John Winthrop's famous sermon to the Massachusetts Bay colonists, as they approached what would become Boston in 1630, referred grandly to “a city upon a hill,” Winthrop's Christian vision of an ideal community. Nearly 400 years later, another exemplary city—this one secular, high-tech, and on the northwestern coast of South Korea—has appeared, on a landfill.
And there it was ahead of us.
Some of the developers of Songdo (which means “island of pine trees”) call it “The City of the Future.” Others have dubbed it “The World’s Smartest City” and “Korea’s High-Tech Utopia.” What, if anything, might such a city have in store for a tourist?
By the time we touched down at Incheon Airport in May, we knew Songdo’s short history. In 2000, it was still a marshy stretch of tidal flats in the Yellow Sea, home to a scattering of fishermen. Three years later, the Korean government filled it with 500 million tons of sand in an effort to build a business district near the international airport. (Seoul, the capital, is more than an hour away from the Incheon airport by bus; Songdo, an “aerotropolis” that boasts of being a short flight from one-third of the world’s population, is a mere 15-minute drive.) In addition to luring foreign business, the government hoped to create a sustainable city that demonstrated Korea’s technological prowess. Eleven years, $35 billion, and a few economic downturns later, Songdo has completed some 60 percent of its planned infrastructure and buildings, developers say, and reached a population of about 70,000—a third of the number expected by 2018, when the city will be “done.”

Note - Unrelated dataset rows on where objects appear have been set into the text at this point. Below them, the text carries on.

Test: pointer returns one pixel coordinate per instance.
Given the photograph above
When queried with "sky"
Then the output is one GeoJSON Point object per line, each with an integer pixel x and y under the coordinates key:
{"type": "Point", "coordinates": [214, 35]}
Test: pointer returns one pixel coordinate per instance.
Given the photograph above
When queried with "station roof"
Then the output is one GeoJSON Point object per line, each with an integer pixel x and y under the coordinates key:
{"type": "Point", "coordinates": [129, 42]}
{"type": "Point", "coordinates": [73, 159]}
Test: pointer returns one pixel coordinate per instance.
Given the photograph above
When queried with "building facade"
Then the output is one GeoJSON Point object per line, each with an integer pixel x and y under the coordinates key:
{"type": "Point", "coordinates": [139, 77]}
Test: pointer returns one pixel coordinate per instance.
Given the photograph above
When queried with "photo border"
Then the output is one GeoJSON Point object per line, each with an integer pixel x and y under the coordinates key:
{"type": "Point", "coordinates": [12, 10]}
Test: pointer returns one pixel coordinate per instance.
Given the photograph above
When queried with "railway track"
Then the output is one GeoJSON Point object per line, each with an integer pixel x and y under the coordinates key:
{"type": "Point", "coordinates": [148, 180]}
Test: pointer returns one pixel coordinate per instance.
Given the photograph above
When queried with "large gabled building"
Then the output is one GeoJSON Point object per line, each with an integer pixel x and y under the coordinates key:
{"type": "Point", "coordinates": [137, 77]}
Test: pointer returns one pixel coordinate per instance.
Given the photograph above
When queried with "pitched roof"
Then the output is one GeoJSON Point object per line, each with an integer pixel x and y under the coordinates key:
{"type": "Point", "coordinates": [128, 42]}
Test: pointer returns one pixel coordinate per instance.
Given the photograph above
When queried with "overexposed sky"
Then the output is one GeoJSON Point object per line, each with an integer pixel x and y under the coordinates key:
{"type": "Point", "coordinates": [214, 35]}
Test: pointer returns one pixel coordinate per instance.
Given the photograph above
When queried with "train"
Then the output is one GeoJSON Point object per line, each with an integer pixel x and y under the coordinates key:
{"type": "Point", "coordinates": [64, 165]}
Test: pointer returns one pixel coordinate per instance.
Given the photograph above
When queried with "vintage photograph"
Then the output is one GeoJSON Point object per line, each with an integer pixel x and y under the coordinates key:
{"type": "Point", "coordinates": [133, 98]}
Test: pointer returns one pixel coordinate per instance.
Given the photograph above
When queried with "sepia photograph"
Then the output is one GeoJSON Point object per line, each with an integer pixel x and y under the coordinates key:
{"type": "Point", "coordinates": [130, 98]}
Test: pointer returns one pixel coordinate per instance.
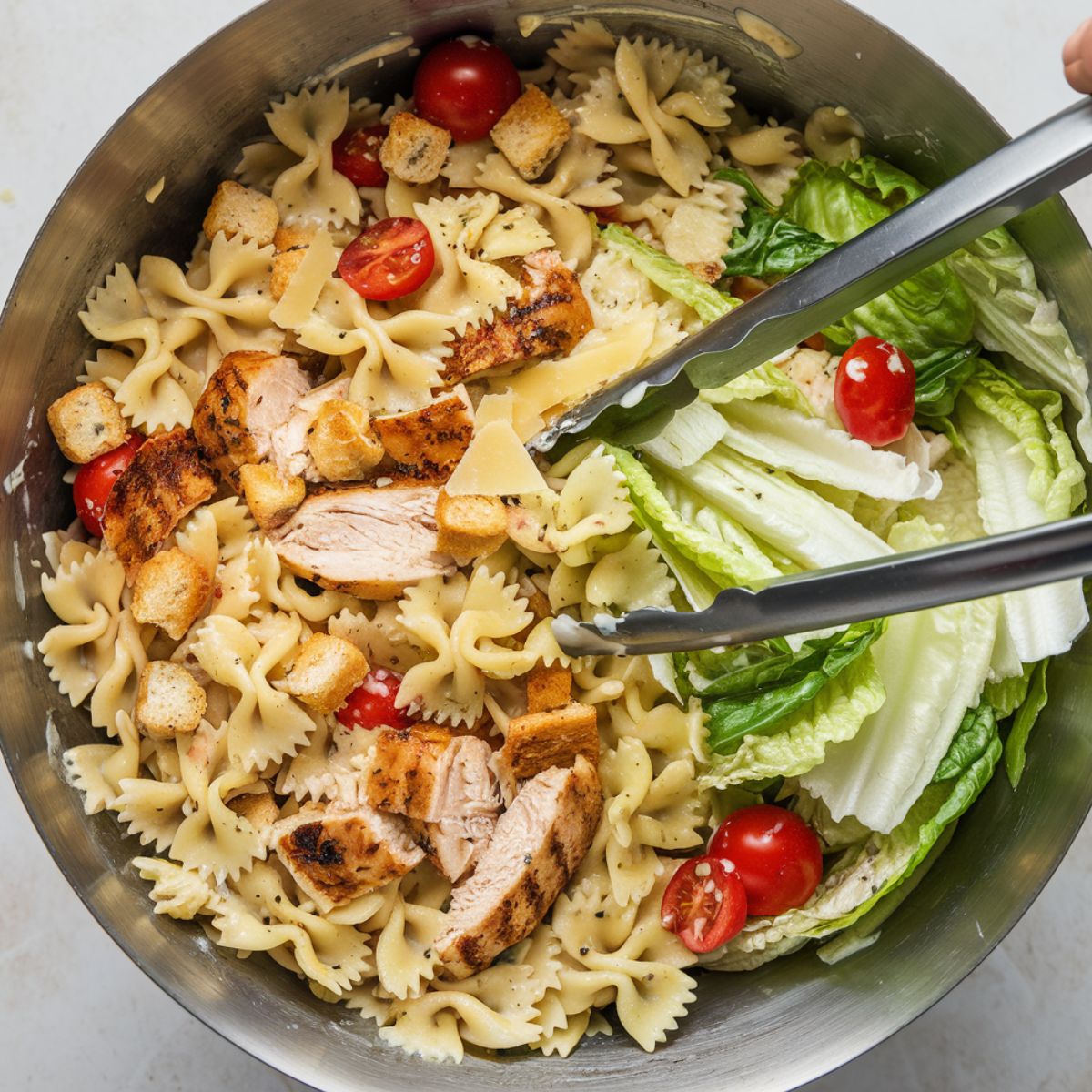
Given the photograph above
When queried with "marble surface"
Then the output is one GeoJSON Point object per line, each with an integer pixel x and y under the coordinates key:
{"type": "Point", "coordinates": [1020, 1021]}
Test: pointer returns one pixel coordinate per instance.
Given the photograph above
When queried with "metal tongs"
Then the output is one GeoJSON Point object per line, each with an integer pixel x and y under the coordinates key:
{"type": "Point", "coordinates": [1016, 177]}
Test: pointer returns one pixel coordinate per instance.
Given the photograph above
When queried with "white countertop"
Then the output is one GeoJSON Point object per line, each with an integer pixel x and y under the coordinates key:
{"type": "Point", "coordinates": [76, 1014]}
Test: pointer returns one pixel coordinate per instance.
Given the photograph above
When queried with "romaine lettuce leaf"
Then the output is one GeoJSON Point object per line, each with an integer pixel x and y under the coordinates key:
{"type": "Point", "coordinates": [868, 873]}
{"type": "Point", "coordinates": [670, 276]}
{"type": "Point", "coordinates": [1026, 716]}
{"type": "Point", "coordinates": [834, 714]}
{"type": "Point", "coordinates": [1027, 475]}
{"type": "Point", "coordinates": [934, 665]}
{"type": "Point", "coordinates": [1015, 317]}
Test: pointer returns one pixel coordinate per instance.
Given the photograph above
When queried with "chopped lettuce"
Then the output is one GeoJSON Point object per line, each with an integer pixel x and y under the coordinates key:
{"type": "Point", "coordinates": [869, 872]}
{"type": "Point", "coordinates": [670, 276]}
{"type": "Point", "coordinates": [934, 665]}
{"type": "Point", "coordinates": [1027, 475]}
{"type": "Point", "coordinates": [839, 707]}
{"type": "Point", "coordinates": [1026, 716]}
{"type": "Point", "coordinates": [926, 314]}
{"type": "Point", "coordinates": [1014, 316]}
{"type": "Point", "coordinates": [769, 246]}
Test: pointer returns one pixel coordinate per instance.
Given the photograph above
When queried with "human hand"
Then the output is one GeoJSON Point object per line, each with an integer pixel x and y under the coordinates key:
{"type": "Point", "coordinates": [1077, 57]}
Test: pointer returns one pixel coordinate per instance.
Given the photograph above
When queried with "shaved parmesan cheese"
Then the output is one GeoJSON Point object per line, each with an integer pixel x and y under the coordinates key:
{"type": "Point", "coordinates": [306, 285]}
{"type": "Point", "coordinates": [496, 464]}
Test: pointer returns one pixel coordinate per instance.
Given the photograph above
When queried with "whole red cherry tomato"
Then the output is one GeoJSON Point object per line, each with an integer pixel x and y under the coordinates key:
{"type": "Point", "coordinates": [776, 854]}
{"type": "Point", "coordinates": [356, 156]}
{"type": "Point", "coordinates": [464, 86]}
{"type": "Point", "coordinates": [96, 480]}
{"type": "Point", "coordinates": [874, 391]}
{"type": "Point", "coordinates": [388, 260]}
{"type": "Point", "coordinates": [704, 904]}
{"type": "Point", "coordinates": [371, 703]}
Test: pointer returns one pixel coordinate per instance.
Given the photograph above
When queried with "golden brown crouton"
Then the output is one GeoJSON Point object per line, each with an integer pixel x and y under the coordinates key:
{"type": "Point", "coordinates": [170, 591]}
{"type": "Point", "coordinates": [260, 809]}
{"type": "Point", "coordinates": [536, 742]}
{"type": "Point", "coordinates": [549, 316]}
{"type": "Point", "coordinates": [271, 496]}
{"type": "Point", "coordinates": [326, 672]}
{"type": "Point", "coordinates": [414, 148]}
{"type": "Point", "coordinates": [336, 853]}
{"type": "Point", "coordinates": [290, 241]}
{"type": "Point", "coordinates": [86, 423]}
{"type": "Point", "coordinates": [470, 527]}
{"type": "Point", "coordinates": [427, 443]}
{"type": "Point", "coordinates": [238, 210]}
{"type": "Point", "coordinates": [341, 441]}
{"type": "Point", "coordinates": [549, 688]}
{"type": "Point", "coordinates": [167, 479]}
{"type": "Point", "coordinates": [531, 134]}
{"type": "Point", "coordinates": [168, 700]}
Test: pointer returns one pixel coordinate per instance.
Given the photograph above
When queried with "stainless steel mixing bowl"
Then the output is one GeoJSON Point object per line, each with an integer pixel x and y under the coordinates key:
{"type": "Point", "coordinates": [773, 1029]}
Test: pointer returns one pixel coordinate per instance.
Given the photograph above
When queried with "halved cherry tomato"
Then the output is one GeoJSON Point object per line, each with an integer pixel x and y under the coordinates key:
{"type": "Point", "coordinates": [388, 260]}
{"type": "Point", "coordinates": [776, 854]}
{"type": "Point", "coordinates": [356, 156]}
{"type": "Point", "coordinates": [874, 391]}
{"type": "Point", "coordinates": [464, 86]}
{"type": "Point", "coordinates": [704, 904]}
{"type": "Point", "coordinates": [371, 704]}
{"type": "Point", "coordinates": [96, 480]}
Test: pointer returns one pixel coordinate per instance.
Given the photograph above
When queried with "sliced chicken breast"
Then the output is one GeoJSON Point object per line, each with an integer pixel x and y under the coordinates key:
{"type": "Point", "coordinates": [167, 479]}
{"type": "Point", "coordinates": [431, 774]}
{"type": "Point", "coordinates": [536, 846]}
{"type": "Point", "coordinates": [366, 541]}
{"type": "Point", "coordinates": [337, 853]}
{"type": "Point", "coordinates": [248, 398]}
{"type": "Point", "coordinates": [427, 443]}
{"type": "Point", "coordinates": [549, 317]}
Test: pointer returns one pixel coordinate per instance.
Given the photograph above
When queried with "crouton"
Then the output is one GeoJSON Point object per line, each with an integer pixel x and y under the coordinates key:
{"type": "Point", "coordinates": [168, 700]}
{"type": "Point", "coordinates": [531, 134]}
{"type": "Point", "coordinates": [536, 742]}
{"type": "Point", "coordinates": [470, 527]}
{"type": "Point", "coordinates": [260, 809]}
{"type": "Point", "coordinates": [549, 688]}
{"type": "Point", "coordinates": [326, 672]}
{"type": "Point", "coordinates": [170, 592]}
{"type": "Point", "coordinates": [341, 441]}
{"type": "Point", "coordinates": [427, 443]}
{"type": "Point", "coordinates": [238, 210]}
{"type": "Point", "coordinates": [414, 148]}
{"type": "Point", "coordinates": [290, 243]}
{"type": "Point", "coordinates": [271, 496]}
{"type": "Point", "coordinates": [86, 423]}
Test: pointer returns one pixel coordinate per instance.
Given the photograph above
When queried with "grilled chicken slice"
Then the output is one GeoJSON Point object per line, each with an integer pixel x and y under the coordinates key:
{"type": "Point", "coordinates": [248, 397]}
{"type": "Point", "coordinates": [427, 443]}
{"type": "Point", "coordinates": [549, 317]}
{"type": "Point", "coordinates": [167, 479]}
{"type": "Point", "coordinates": [431, 774]}
{"type": "Point", "coordinates": [366, 541]}
{"type": "Point", "coordinates": [536, 846]}
{"type": "Point", "coordinates": [454, 846]}
{"type": "Point", "coordinates": [338, 853]}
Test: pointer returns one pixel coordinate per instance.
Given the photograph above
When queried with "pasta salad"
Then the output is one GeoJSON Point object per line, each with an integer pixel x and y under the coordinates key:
{"type": "Point", "coordinates": [309, 592]}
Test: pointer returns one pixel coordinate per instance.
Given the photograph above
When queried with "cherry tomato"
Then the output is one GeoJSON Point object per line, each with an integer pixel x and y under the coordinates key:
{"type": "Point", "coordinates": [388, 260]}
{"type": "Point", "coordinates": [776, 855]}
{"type": "Point", "coordinates": [96, 480]}
{"type": "Point", "coordinates": [704, 904]}
{"type": "Point", "coordinates": [874, 391]}
{"type": "Point", "coordinates": [464, 86]}
{"type": "Point", "coordinates": [371, 703]}
{"type": "Point", "coordinates": [356, 156]}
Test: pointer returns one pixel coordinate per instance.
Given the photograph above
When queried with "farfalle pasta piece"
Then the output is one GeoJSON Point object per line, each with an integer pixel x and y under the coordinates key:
{"type": "Point", "coordinates": [307, 124]}
{"type": "Point", "coordinates": [265, 725]}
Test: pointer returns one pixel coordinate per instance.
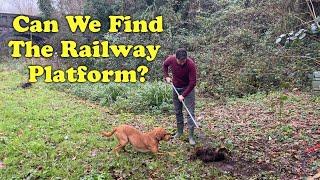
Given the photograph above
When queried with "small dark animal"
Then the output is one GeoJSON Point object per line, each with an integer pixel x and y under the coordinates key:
{"type": "Point", "coordinates": [26, 85]}
{"type": "Point", "coordinates": [210, 154]}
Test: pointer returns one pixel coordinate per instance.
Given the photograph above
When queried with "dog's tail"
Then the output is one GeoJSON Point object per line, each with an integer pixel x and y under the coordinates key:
{"type": "Point", "coordinates": [108, 134]}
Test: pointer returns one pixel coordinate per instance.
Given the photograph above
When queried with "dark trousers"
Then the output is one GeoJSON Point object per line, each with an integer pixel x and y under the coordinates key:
{"type": "Point", "coordinates": [178, 106]}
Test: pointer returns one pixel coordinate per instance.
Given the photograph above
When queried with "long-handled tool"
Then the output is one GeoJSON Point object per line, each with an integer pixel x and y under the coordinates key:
{"type": "Point", "coordinates": [184, 105]}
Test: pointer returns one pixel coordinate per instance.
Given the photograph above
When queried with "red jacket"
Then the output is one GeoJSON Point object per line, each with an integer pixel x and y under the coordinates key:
{"type": "Point", "coordinates": [184, 76]}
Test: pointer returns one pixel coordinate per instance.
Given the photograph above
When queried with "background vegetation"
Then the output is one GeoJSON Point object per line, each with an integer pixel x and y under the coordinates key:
{"type": "Point", "coordinates": [233, 42]}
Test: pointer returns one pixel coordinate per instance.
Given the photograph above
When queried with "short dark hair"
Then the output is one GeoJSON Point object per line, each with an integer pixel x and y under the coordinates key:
{"type": "Point", "coordinates": [181, 53]}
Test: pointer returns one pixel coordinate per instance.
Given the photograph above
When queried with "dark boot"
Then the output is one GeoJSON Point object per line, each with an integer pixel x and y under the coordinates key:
{"type": "Point", "coordinates": [191, 137]}
{"type": "Point", "coordinates": [179, 131]}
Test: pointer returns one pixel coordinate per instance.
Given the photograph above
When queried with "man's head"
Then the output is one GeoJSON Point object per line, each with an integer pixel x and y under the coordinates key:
{"type": "Point", "coordinates": [181, 56]}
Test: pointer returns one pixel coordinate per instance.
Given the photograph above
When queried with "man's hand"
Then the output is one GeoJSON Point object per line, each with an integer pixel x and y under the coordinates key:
{"type": "Point", "coordinates": [168, 80]}
{"type": "Point", "coordinates": [181, 98]}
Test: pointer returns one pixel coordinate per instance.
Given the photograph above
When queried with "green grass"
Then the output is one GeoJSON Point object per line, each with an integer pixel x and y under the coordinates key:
{"type": "Point", "coordinates": [49, 134]}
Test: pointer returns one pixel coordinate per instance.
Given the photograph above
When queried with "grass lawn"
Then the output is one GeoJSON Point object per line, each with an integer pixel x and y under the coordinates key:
{"type": "Point", "coordinates": [49, 134]}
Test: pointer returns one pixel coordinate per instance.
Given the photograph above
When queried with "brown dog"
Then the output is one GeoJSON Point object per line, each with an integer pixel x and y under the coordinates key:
{"type": "Point", "coordinates": [143, 142]}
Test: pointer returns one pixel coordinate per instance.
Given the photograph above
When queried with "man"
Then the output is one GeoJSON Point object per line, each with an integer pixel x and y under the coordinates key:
{"type": "Point", "coordinates": [184, 73]}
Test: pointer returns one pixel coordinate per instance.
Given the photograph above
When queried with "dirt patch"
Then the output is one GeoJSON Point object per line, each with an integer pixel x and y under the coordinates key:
{"type": "Point", "coordinates": [210, 154]}
{"type": "Point", "coordinates": [222, 159]}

Like most travelers, we spent our first night there in a hotel. Viewed from the 12th floor of the brand new, environmentally conscious Sheraton Incheon Hotel (the first LEED-certified hotel in South Korea), Songdo resembled an architect's model. Unlike the crowded and colorful streets of Seoul, the scene below was polished, spacious, sparse—not quite artificial, but not quite broken in yet either. It was more like the manifestation of a designer’s master plan than an evolved metropolis, with layers of lived-in depth. In the middle of the city—which, at 13,195 acres, is almost half the size of Boston proper—sat the 101-acre Central Park, where a few joggers enjoyed the morning sun. North of the park, a number of undulating, blue-glass skyscrapers towered over us. Beyond stood rows of plain concrete buildings and, farther still, large plots of dirt. Construction cranes swung in all directions.